Yeah, between this and Crash, Bob Yari Productions seems to be making a name by cornering the market on films that, if you're not paying close attention, might be enjoyable but if you're actually thinking while you watch, you'll realize it's frustratingly half-assed.  But at least this one didn't half-ass the treatment of an important social issue.  The only praise-worthy elements in The Illusionist are the set design, cinematography, Giamatti and Philip Glass, and if you're comparing it to The Prestige, it loses on all points except maybe the score.

The illusions in The Prestige (except for the big one, of course) could be performed as you see them in public, under the circumstances in which they were performed in the film, and would still be impressive; the ingenuity made them so.  The use of CGI for the illusions in The Illusionist reminded me constantly that it was a movie and so there's no way they could possibly be impressive to a discriminating viewer.  But that's the least of the problems of the film.

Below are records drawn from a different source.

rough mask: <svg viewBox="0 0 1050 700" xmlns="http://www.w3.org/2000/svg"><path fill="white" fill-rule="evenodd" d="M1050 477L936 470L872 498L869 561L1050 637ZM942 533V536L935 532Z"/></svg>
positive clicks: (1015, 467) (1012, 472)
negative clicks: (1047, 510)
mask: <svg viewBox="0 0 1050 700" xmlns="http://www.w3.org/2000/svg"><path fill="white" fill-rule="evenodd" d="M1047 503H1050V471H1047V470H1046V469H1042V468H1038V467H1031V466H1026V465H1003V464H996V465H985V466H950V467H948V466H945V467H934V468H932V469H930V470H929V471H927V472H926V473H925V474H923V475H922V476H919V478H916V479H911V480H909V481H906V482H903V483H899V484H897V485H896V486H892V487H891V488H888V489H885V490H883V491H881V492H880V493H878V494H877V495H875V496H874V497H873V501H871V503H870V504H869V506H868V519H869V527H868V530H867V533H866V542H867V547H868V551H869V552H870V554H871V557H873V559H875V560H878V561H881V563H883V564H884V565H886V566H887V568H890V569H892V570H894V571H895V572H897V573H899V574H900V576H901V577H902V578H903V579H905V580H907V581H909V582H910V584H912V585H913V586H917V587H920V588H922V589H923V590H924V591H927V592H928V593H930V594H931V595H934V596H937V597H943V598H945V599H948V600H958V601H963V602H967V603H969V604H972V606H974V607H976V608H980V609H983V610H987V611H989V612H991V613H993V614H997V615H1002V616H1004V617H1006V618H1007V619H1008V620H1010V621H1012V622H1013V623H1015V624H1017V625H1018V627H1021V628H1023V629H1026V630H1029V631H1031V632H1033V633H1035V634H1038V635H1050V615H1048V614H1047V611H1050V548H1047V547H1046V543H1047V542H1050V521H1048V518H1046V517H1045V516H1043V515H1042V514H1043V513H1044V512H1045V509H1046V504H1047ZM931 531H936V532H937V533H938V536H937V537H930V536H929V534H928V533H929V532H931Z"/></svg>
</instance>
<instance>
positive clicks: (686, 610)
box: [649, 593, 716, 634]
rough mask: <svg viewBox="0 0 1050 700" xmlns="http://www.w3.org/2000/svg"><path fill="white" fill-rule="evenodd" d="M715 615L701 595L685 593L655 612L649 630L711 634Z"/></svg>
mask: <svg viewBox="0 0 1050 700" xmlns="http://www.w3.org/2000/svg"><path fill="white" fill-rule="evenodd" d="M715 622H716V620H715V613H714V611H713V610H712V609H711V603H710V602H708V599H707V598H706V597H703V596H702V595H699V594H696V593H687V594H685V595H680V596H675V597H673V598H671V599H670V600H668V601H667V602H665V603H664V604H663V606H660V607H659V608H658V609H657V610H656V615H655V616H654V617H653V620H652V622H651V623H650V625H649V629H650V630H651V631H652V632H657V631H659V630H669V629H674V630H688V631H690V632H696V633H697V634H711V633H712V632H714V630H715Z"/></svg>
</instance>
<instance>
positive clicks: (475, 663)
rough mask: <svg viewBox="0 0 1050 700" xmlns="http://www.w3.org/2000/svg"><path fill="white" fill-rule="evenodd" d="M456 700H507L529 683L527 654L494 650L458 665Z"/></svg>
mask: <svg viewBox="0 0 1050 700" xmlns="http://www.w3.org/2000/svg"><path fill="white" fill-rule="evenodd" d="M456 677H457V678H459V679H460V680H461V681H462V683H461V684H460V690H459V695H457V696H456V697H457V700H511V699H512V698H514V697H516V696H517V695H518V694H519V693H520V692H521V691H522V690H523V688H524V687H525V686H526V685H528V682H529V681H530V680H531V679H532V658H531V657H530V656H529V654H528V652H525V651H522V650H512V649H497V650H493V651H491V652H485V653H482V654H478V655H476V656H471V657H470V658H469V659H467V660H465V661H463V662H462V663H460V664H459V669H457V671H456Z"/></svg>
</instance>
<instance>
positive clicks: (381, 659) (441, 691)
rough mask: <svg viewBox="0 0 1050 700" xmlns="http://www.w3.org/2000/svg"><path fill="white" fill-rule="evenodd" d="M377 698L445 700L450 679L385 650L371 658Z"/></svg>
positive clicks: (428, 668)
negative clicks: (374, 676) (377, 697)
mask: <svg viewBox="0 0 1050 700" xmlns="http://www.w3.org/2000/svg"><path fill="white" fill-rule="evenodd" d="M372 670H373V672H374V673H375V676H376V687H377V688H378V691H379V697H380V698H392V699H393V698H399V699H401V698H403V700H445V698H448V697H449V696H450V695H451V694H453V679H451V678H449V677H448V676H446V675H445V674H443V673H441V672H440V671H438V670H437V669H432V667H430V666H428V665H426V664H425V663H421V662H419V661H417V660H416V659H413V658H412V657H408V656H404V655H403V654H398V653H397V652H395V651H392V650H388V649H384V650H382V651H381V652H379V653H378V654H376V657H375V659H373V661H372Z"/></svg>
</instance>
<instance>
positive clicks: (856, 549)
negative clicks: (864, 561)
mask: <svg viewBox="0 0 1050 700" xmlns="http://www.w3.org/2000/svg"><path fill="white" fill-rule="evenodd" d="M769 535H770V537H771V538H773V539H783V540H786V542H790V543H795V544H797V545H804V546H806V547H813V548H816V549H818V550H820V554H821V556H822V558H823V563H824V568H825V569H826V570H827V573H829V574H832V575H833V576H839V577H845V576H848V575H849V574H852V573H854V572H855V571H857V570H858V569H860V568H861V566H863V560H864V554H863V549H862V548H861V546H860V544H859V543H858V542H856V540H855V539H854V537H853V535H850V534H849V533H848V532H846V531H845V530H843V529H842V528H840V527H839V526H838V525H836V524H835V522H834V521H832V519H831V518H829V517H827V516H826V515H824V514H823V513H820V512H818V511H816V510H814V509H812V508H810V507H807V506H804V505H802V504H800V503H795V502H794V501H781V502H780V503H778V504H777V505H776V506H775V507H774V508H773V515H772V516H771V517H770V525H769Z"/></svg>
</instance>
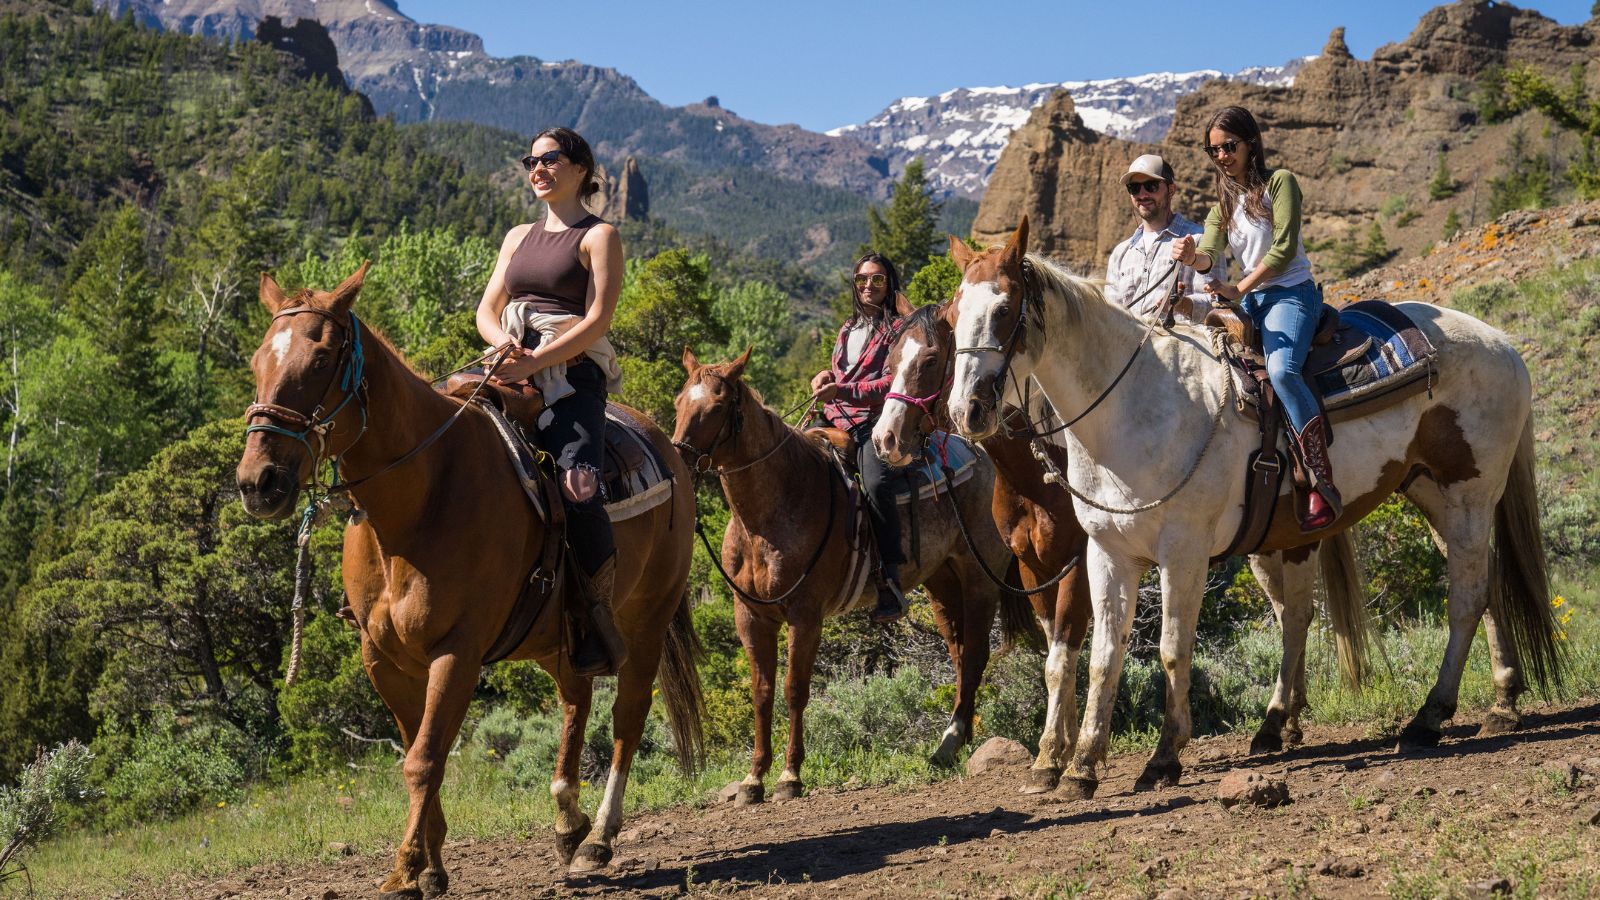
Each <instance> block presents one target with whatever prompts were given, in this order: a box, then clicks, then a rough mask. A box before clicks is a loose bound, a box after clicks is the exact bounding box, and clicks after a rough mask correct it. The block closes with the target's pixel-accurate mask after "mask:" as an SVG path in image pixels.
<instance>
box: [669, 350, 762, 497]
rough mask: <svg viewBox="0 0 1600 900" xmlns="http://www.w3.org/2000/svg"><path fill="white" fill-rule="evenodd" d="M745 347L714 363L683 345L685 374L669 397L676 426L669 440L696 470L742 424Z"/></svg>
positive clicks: (736, 438) (726, 441)
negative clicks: (672, 394)
mask: <svg viewBox="0 0 1600 900" xmlns="http://www.w3.org/2000/svg"><path fill="white" fill-rule="evenodd" d="M752 349H754V348H747V349H746V351H744V354H741V356H739V359H736V360H733V362H725V364H718V365H701V362H699V360H698V359H694V351H691V349H688V348H683V370H685V372H686V373H688V378H686V380H685V381H683V388H682V389H680V391H678V396H677V397H675V399H674V400H672V405H674V408H675V410H677V416H675V418H677V426H675V428H674V429H672V444H674V445H675V447H677V448H678V452H680V453H683V461H685V463H688V466H690V469H694V471H696V472H706V471H710V468H712V466H714V464H715V460H714V458H715V455H717V452H718V450H725V448H726V447H731V445H733V444H734V440H738V437H739V431H741V428H742V426H744V415H742V413H744V394H746V388H744V383H742V376H744V367H746V365H749V362H750V351H752Z"/></svg>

As I felt with The Devil Wears Prada, writers are getting lazy by already assuming that, because we know that two people have a certain kind of relationship, they leave us to imagine everything we don't see of that relationship, presumably based on similar relationships we've seen in other films.  Just because we know that Norton and Biel were childhood sweethearts (and truly in love, I guess), we're supposed to accept that 15 years later, they're still pining for each other?  Nope.  Sorry.  I saw and felt nothing between their characters (as children or adults) to make me buy that.  In fact, there's no depth to any of the characters in the film.  How are we supposed to care about anyone's motives if we can't understand why they're doing what they're doing?

As good as Giamatti was in the film, he ultimately served little purpose except as a plot device, much like Emily Watson in The Proposition.  He was basically Chazz Palminteri in Usual Suspects, but with the misfortune of having to take part in the story as opposed to having it told to him.  And his reaction to the twist at the end was really bizarre, but a lot of that has to do with the fact that, apart from wanting to do his job well, we know nothing about him.  His relationship with Rufus Sewell (halfway between Billy Zane in Titanic and Prince Humperdinck in Princess Bride) isn't well-defined, nor is Sewell's character, who is little more than a brat.  We know Sewell promises Giamatti a big-time political position but beyond that, we don't know what his personal feelings are on anything that's going on.  He is only there to be the proxy by which Sewell fights with Norton.  The Bale/Jackman conflict was much more satisfying if for no other reason than it wasn't so passive-aggressive.

And anyone who's seen Ocean's 11 or 12 can figure out the ending, not to put too fine a point on it.  There's no room left for discussion at the end either.  Very little ambiguity, something that The Prestige (the ending of which didn't entirely satisfy me) was good enough to give us a fair amount of.

MAJOR MAJOR SPOILER: Norton and Biel are also irredeemable in a way, as Sewell wasn't really bad enough of a bad guy to warrant him dying.  Yes, he slapped Biel and presumably killed a woman, and intends to overthrow his own father to be emperor.  But he just wasn't so irretrievably evil that he deserved his death.  The fact that they set him up to appear guilty kind of makes me lose any kind of compassion for them.  Maybe their intent wasn't for him to die but it certainly was for him to take the fall for her faked death, and we're never given enough of a sense that he's anything more dangerous than a spoiled brat next in line for the throne.  For such an over the top demise, he needed to be an over the top villain and he just wasn't.  END SPOILER

Maybe I'm more critical of Illusionist because I liked what Nolan did with Prestige but that doesn't change the fact that it's just not that good.